Q: Can you do anything to erase a public perception of you as that guy who snorted heroin on the prime minister’s plane?
A: It’s a strange thing: I’ve worked through therapy, apologized to my family, admitted it was a foolish thing to do—but when you pose a question like that, I feel like, “Yeah, and I’d do it again!” It sparks some nerve in me—I start feeling quite violent. I was ratted out by a guy in the press corps, but you can’t blame other people. I was a stone junkie for 20 years. It was gonna happen.

Q: The first photo I ever saw of you was from around 1992—you were ironing a suit. Do you still have the suit?
A: No, no!
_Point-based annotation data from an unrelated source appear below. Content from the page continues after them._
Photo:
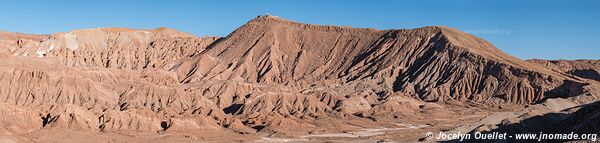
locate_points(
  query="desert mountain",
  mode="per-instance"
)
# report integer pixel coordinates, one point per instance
(433, 63)
(269, 78)
(587, 69)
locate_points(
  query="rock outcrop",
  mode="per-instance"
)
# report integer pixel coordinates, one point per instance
(271, 76)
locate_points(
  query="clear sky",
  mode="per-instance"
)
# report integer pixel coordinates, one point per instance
(548, 29)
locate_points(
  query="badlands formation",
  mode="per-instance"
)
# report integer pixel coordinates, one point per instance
(275, 80)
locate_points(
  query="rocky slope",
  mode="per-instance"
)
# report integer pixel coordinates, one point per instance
(269, 78)
(433, 63)
(587, 69)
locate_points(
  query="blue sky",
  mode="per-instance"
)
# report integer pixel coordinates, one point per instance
(548, 29)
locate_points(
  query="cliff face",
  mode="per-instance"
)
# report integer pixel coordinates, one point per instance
(114, 47)
(586, 69)
(271, 75)
(433, 63)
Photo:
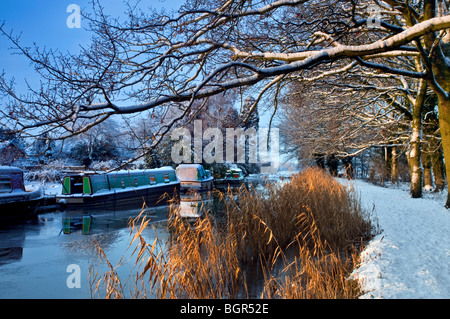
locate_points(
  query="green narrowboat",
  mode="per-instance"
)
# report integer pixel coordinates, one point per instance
(119, 188)
(194, 177)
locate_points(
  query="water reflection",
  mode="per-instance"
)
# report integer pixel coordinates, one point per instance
(34, 254)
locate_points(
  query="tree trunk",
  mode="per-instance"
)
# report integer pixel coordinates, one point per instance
(437, 161)
(427, 176)
(444, 123)
(414, 154)
(414, 161)
(394, 165)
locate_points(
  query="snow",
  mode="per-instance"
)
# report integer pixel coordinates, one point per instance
(410, 258)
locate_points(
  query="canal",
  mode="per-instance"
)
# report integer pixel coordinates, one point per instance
(39, 258)
(53, 255)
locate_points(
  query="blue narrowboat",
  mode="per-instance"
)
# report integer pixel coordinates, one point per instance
(16, 200)
(119, 188)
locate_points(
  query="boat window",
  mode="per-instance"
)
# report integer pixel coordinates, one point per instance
(76, 184)
(5, 185)
(166, 178)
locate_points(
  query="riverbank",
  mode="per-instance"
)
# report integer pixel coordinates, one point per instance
(410, 258)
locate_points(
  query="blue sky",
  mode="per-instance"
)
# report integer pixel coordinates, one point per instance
(44, 22)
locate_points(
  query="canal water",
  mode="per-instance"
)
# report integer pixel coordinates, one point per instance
(43, 258)
(53, 255)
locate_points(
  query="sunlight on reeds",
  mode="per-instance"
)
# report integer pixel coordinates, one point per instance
(304, 236)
That was a very funny time in my life, when I was post-marriage and living in an amazing squat, an enormous house in Belsize Park, in London. People had squatted there for 25 years—it was kind of a museum of the counterculture.
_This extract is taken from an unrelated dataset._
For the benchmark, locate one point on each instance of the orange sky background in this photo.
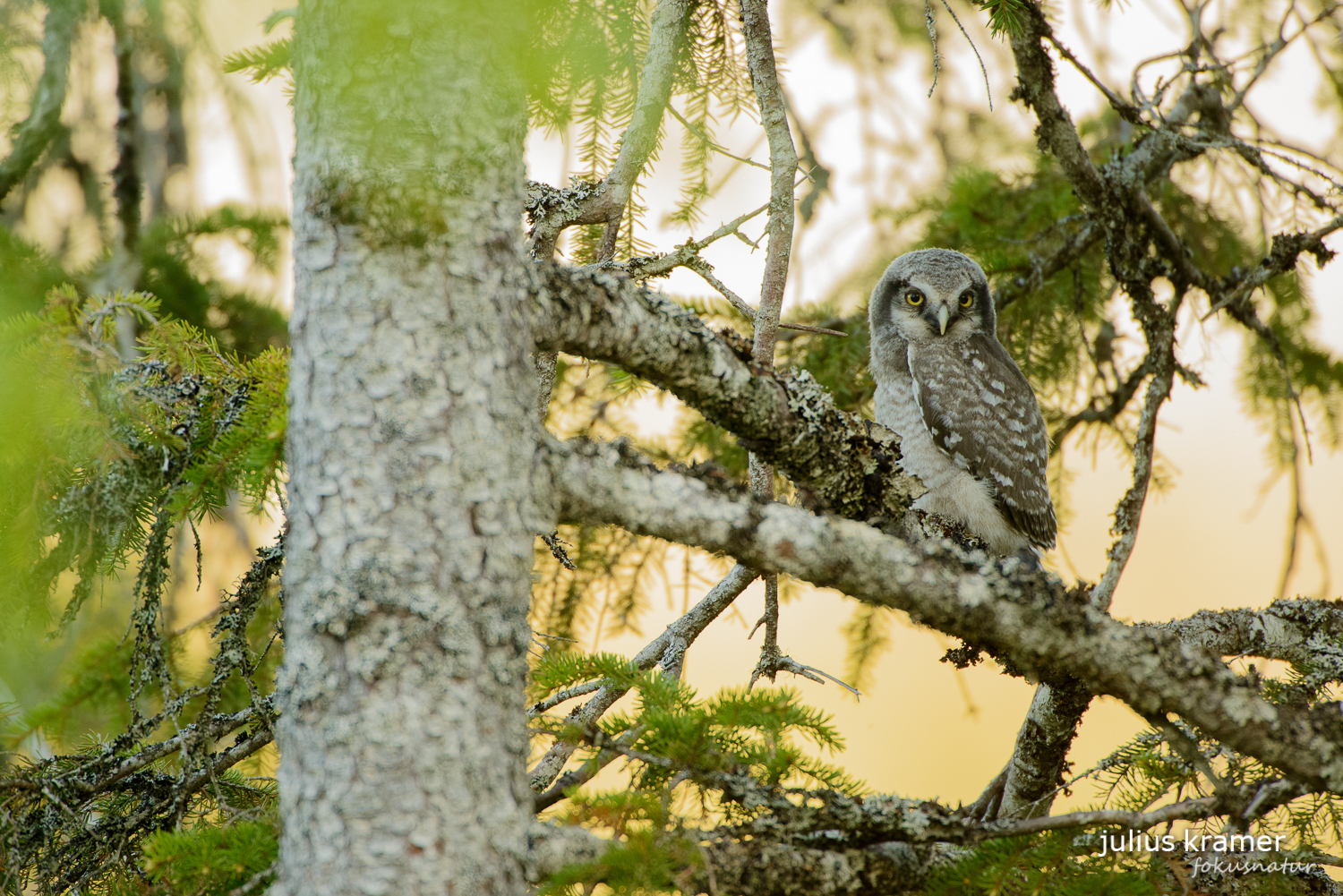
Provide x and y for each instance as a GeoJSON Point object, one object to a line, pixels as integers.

Q: You’re a physically imposing figure, and you’ve done a lot of TV. Do more people recognize you from TV than as a writer?
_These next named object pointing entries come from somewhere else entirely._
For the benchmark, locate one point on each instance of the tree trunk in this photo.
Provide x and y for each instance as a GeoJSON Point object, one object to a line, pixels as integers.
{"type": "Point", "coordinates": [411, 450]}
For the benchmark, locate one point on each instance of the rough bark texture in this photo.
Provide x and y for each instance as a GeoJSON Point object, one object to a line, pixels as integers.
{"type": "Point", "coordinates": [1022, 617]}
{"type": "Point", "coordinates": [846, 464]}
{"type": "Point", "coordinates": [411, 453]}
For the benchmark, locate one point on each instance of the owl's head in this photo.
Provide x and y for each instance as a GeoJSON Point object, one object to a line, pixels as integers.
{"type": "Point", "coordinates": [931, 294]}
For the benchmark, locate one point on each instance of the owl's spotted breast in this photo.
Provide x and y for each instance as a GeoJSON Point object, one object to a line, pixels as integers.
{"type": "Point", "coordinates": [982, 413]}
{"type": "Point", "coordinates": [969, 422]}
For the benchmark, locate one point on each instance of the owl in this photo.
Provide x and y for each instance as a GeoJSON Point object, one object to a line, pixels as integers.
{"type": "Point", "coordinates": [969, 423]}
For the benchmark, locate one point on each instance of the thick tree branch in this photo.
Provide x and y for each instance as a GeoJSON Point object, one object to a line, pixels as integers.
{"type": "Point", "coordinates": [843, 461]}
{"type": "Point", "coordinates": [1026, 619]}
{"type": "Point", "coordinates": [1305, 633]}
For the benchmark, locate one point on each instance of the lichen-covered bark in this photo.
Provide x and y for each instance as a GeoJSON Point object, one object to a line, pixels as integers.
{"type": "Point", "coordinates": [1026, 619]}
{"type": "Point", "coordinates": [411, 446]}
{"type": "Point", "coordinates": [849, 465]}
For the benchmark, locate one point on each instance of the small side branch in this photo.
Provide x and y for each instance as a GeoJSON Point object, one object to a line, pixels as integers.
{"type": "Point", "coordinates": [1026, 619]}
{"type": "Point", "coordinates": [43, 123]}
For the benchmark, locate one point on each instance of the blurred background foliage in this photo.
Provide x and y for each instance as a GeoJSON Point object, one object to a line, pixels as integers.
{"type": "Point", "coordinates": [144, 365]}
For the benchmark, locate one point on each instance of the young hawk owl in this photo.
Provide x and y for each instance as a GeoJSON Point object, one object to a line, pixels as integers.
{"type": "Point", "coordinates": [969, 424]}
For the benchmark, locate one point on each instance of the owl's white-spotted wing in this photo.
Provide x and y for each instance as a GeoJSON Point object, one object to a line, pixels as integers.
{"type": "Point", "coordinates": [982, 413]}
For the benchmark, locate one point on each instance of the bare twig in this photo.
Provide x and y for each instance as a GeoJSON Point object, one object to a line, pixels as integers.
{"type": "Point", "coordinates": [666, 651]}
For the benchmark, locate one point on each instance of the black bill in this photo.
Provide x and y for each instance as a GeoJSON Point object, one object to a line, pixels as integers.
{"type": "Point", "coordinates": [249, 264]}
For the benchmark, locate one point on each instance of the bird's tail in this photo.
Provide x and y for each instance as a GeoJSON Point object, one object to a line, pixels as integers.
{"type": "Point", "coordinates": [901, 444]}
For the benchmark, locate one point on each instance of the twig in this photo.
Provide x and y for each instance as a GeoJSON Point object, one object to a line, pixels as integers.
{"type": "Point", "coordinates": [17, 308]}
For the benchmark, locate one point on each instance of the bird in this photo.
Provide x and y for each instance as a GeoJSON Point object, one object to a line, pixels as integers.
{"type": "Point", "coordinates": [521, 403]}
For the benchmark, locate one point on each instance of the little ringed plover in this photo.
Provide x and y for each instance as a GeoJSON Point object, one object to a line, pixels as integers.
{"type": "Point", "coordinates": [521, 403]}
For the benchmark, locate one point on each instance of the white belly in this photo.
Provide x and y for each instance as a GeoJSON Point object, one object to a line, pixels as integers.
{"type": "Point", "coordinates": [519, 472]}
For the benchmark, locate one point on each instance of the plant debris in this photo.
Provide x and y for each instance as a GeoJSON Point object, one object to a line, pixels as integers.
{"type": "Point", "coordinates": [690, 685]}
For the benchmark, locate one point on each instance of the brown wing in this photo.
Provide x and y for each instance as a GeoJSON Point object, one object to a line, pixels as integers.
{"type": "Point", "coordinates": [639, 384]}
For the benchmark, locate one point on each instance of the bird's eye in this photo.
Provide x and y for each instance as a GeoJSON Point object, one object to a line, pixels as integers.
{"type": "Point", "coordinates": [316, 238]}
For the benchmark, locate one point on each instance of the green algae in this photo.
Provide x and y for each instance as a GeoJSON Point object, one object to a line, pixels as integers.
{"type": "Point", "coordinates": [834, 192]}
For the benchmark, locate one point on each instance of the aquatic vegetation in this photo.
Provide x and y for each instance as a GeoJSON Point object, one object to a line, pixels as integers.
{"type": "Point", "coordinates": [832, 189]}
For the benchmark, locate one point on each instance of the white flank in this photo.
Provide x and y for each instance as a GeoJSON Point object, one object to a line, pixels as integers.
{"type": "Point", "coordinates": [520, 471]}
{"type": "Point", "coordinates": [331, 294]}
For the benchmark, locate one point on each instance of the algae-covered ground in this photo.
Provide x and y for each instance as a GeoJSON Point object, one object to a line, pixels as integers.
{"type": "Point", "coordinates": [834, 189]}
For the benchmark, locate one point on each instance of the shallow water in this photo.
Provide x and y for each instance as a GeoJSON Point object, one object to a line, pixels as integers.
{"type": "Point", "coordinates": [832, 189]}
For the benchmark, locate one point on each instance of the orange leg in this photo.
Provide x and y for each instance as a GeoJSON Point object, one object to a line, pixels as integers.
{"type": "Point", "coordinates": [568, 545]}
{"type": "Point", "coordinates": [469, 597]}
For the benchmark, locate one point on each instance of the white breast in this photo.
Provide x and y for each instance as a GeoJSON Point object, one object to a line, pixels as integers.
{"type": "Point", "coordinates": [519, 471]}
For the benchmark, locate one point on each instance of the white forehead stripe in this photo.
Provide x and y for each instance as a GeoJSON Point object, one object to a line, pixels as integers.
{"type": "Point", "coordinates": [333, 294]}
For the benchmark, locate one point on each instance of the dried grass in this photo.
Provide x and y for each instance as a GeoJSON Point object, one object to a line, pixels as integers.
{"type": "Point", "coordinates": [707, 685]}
A: TV is a much bigger medium than the kind of fiction that I write. It eclipses any other activity, by a factor of a hundred thousand or more. I do two or three hours of TV a year, and yet that’s enough to ensure a far, far greater profile and notoriety. If you appear on a BBC prime-time show, you may be watched by up to 7 million people. When people stop me, they say, “I know you! You’re a comedian!” And I say, “No, you don’t, and no, I’m not.”

Q: By the way—how tall are you, anyway?
A: Seven foot two. You tell that fucking wanker Crichton I’ll take him on anytime.